Oh, and I know that seeing a new doctor causes a reinvent the wheel syndrome, and that when you tell them how many other doctors you've seen recently they tend to suspect you're crazy rather than physically ill. I know this all too well. However, if the antibiotics I've taken are suppressing the usual clinical evidence then I'm in a bit of a catch-22. As sick as I've been, the idea of using my body as a petri dish doesn't appeal to me much, comprende? Plus, some of these bugs (especially anerobes) simply don't culture well, and they won't go for the slam-dunk with a needle biopsy. At some point you'd think there would be a time for proactive treatment. Like in, say, a patient with no history of heart trouble who has complained of a recent fever and infection who has developed a new mitral valve prolapse.
I guess that's about it for now. I know some of you think I'm an behaving like an idiot, or whatever. I only hope that those of you who feel that way never find yourselves in my shoes.
To everyone who has offered well-wishes, thank you!
Best regards to
Pat
Those are very kind words... and I appreciate them greatly.
One of the reasons I stay in a teaching hospital is so I will not be pressured by the marketplace to see X number of patients per day.
Sometimes I see 4 in a morning... sometimes I see only one or two patients. I am in a unique position.
By the average person allowing HMOs, insurance, and the government to try to control medical costs... the system is now completely broken. Fossils like me hide out in teaching colleges where, for now, we have some insulation from the marketplace.
Quote: "One can have that without elevated ESR."
:)
m d= Retrieve&db=pubmed&dopt=Abstract&list_uids=9108181
I completely agree... thanks for clearing that up. I'll even support your clarification for you.

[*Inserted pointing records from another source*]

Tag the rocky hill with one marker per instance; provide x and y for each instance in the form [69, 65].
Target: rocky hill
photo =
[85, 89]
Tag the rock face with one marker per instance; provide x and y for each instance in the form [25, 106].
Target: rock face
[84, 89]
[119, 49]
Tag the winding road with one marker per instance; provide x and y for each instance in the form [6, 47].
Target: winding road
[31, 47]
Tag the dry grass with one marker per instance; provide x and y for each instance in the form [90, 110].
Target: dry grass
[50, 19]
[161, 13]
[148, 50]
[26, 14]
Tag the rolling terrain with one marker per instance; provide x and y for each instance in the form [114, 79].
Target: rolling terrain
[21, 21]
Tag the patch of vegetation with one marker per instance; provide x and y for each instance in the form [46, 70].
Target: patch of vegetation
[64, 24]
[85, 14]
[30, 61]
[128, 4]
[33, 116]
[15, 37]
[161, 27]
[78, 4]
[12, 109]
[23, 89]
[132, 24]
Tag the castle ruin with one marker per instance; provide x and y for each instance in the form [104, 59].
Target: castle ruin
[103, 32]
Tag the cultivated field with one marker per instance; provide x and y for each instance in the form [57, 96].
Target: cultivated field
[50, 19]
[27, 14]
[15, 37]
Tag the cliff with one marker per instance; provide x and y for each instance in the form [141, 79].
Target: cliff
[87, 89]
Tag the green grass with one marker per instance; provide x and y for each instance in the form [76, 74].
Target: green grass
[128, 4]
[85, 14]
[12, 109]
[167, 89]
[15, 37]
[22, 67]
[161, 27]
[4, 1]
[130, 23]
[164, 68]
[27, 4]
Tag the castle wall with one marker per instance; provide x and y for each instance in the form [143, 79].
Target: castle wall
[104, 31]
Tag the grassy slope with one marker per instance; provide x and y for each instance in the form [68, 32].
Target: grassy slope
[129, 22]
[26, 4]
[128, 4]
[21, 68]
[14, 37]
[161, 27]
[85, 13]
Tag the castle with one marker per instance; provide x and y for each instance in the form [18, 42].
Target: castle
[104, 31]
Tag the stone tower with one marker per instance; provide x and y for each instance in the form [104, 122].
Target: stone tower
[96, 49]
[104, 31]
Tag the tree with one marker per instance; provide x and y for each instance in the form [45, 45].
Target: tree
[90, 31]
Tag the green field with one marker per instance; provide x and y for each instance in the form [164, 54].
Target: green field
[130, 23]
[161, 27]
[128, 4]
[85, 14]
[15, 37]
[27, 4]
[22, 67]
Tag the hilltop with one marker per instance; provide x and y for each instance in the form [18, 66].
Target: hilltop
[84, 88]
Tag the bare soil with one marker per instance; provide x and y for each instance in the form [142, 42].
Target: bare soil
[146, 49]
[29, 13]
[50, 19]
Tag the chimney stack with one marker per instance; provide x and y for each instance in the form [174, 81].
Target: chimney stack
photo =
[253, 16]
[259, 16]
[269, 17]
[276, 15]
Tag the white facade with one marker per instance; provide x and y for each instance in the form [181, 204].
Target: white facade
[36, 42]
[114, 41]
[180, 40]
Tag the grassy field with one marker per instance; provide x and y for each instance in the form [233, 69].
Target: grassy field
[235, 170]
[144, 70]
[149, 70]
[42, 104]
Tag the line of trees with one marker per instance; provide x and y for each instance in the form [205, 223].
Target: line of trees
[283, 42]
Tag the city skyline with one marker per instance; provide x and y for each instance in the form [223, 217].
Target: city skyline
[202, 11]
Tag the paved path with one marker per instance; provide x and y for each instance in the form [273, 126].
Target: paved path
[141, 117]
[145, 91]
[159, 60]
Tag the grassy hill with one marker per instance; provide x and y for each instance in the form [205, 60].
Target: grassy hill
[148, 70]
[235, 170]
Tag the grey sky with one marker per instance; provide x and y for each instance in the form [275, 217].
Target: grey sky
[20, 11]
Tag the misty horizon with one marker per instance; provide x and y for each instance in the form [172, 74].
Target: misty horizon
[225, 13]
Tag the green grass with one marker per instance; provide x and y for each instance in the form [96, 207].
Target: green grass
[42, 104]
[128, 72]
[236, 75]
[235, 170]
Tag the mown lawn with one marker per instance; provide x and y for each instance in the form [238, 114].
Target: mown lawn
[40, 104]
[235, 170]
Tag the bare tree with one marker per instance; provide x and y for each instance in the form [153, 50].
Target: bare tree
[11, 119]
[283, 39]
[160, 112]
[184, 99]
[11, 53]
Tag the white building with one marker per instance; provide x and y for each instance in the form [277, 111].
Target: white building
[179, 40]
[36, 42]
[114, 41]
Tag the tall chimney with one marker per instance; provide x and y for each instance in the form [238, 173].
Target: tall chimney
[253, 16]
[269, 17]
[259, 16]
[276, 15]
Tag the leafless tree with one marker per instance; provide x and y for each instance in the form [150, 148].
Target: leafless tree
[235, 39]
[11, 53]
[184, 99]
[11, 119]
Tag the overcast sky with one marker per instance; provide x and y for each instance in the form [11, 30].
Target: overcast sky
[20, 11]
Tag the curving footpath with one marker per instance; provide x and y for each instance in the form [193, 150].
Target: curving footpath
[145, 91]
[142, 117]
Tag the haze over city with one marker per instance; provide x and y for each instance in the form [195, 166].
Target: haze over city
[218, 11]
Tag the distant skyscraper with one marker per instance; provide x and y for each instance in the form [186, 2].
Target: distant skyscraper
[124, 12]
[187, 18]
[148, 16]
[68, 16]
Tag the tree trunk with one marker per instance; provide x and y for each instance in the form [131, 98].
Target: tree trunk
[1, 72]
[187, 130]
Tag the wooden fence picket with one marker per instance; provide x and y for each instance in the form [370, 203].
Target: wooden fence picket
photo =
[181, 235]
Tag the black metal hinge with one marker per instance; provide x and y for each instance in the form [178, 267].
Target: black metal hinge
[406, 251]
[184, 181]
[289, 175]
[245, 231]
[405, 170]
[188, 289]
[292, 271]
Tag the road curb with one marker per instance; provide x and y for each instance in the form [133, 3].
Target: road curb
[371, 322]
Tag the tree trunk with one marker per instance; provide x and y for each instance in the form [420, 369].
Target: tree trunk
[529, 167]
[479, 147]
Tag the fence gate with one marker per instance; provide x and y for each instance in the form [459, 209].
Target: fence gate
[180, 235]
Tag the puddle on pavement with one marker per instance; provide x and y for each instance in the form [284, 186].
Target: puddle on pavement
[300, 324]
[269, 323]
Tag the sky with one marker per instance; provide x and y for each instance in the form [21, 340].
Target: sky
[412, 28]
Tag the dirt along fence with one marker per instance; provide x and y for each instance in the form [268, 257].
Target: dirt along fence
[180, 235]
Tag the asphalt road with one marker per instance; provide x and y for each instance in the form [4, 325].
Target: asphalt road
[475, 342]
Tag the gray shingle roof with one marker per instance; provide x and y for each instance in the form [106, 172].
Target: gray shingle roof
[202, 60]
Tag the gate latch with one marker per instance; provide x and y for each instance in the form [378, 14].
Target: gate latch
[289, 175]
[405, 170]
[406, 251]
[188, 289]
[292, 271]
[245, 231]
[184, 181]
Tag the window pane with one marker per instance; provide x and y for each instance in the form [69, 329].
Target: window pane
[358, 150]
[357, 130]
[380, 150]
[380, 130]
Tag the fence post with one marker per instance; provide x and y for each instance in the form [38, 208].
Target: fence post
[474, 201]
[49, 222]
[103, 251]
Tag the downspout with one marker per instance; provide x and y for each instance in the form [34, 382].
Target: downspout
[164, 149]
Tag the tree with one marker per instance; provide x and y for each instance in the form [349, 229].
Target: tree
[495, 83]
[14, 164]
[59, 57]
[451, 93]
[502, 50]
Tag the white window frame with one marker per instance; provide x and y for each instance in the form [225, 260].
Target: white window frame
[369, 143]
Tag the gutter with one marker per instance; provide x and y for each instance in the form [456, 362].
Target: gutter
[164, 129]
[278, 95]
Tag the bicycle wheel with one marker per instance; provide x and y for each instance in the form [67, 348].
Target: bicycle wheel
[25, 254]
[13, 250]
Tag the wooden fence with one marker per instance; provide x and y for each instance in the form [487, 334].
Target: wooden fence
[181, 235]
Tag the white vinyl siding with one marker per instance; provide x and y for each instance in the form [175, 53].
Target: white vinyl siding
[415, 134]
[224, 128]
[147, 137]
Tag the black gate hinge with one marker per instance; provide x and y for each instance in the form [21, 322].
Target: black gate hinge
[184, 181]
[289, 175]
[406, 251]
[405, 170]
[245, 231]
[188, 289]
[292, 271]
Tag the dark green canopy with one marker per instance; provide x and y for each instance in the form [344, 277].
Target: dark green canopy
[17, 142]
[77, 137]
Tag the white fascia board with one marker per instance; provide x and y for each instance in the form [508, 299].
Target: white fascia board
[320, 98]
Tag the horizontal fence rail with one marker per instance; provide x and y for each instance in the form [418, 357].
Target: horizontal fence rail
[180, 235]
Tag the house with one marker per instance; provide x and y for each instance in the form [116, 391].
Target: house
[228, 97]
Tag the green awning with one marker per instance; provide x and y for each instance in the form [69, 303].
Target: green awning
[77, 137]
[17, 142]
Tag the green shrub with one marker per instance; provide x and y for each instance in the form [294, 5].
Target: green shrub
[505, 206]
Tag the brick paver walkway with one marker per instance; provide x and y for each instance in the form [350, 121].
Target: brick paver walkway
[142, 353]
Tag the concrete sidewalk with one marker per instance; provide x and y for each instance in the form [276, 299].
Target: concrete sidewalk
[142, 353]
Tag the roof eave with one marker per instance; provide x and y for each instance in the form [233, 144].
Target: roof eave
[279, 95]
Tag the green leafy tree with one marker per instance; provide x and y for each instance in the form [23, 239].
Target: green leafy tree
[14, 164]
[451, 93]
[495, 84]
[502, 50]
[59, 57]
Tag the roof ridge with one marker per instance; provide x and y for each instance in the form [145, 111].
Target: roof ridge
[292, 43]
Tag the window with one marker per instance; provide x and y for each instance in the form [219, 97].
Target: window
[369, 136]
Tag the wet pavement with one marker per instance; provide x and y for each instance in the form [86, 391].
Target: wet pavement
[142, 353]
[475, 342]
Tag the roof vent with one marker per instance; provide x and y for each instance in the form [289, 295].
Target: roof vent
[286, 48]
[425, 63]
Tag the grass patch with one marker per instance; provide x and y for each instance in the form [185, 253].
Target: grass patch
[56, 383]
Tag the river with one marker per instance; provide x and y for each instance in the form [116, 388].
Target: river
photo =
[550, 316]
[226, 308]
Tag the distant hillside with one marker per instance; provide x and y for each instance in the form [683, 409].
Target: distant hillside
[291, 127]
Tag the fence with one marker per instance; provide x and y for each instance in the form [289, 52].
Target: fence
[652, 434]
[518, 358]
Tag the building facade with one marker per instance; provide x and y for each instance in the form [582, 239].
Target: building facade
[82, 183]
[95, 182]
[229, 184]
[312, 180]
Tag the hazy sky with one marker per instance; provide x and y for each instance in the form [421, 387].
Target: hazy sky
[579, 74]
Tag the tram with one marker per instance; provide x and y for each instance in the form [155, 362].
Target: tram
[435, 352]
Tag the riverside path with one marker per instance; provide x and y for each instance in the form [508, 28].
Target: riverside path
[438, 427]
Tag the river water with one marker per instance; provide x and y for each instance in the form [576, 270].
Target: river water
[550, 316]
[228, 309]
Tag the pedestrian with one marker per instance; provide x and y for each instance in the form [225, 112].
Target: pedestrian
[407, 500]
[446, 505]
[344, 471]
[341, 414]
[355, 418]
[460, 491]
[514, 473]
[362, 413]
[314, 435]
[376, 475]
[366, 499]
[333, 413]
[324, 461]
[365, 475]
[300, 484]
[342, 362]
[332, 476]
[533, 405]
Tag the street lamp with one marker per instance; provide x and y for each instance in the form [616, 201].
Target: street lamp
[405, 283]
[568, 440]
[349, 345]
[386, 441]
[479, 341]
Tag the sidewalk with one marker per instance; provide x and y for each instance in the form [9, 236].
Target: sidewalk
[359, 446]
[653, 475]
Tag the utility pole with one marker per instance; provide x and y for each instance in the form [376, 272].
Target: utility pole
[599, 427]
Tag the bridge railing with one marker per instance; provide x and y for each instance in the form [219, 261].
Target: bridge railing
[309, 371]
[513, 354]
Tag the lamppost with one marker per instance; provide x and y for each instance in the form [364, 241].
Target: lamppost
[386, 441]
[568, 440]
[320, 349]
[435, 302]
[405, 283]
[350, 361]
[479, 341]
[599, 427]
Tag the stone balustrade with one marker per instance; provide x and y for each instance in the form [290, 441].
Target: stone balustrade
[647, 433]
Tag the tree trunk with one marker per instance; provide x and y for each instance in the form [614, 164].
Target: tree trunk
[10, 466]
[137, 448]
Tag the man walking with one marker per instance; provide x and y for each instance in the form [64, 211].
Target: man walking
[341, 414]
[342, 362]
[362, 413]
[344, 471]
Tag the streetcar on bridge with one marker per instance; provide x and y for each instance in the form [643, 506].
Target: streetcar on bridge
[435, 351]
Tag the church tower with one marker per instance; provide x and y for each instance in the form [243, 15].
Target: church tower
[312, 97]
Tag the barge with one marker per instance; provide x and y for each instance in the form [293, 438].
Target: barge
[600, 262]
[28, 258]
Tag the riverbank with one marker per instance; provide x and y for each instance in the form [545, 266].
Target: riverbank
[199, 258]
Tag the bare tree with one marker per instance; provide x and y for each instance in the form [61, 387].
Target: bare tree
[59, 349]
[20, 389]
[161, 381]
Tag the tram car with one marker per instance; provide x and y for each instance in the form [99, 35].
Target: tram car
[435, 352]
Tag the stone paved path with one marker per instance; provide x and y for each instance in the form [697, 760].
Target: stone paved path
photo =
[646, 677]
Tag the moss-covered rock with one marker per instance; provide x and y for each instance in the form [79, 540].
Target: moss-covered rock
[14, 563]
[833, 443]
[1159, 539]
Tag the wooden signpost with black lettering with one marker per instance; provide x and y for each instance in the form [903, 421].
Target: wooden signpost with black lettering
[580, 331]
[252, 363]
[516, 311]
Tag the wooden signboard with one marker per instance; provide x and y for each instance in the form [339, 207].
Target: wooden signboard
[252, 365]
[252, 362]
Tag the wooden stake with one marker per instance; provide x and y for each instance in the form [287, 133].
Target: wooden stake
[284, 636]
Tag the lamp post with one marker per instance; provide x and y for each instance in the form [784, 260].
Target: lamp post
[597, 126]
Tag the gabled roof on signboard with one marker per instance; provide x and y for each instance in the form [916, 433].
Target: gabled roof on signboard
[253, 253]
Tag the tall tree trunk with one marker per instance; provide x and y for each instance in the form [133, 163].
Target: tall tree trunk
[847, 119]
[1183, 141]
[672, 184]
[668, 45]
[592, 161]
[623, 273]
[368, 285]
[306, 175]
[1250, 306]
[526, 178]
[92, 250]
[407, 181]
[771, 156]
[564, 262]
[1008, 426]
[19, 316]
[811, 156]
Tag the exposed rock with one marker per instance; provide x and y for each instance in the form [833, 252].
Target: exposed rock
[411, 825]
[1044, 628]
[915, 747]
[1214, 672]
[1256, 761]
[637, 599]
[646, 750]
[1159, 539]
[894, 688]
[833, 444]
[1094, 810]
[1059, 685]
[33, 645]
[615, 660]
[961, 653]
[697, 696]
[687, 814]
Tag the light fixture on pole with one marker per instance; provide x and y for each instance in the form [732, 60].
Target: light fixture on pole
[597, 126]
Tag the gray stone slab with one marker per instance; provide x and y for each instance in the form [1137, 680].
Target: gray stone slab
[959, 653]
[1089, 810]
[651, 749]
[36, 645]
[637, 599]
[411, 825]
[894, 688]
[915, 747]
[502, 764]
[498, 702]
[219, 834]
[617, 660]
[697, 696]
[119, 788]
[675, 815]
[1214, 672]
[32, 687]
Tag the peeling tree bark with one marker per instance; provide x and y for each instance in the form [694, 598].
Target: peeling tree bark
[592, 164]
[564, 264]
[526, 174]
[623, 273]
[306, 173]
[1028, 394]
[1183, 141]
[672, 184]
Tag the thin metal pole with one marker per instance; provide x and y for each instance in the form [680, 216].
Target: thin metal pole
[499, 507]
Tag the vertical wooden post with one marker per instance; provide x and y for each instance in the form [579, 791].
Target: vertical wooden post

http://www.ncbi.nlm.nih.gov/entrez/query.fcgi?c
The objective of this study was to evaluate the sensitivity of C-reactive protein (CRP) elevation compared to erythrocyte sedimentation rate (ESR), leucocyte count and thrombocyte count in the diagnosis of infective endocarditis (IE). It was designed as a prospective study of suspected episodes of IE in adults in tertiary care at a university-affiliated department of infectious diseases. In 89 episodes of IE, CRP was available from the start of treatment. Median age was 66 years, 45 were men and 44 women. Median CRP concentration was found to be 90 (range 0-357) mg/l with only 4% normal values. Episodes involving native valves had higher CRP than episodes occurring with prosthetic valves. Staphylococcal origin, short duration of symptoms, short duration of fever and highest recorded temperature all correlated to higher CRP levels. The CRP response was also prominent among patients > 70 years old. Among non-responders, a few cases with simultaneous cirrhosis were noted. ESR was less sensitive than CRP, with a normal level in 28% of the episodes. It was concluded that CRP determination is superior to erythrocyte sedimentation rate, leucocyte count and thrombocyte count in the diagnosis of infective endocarditis.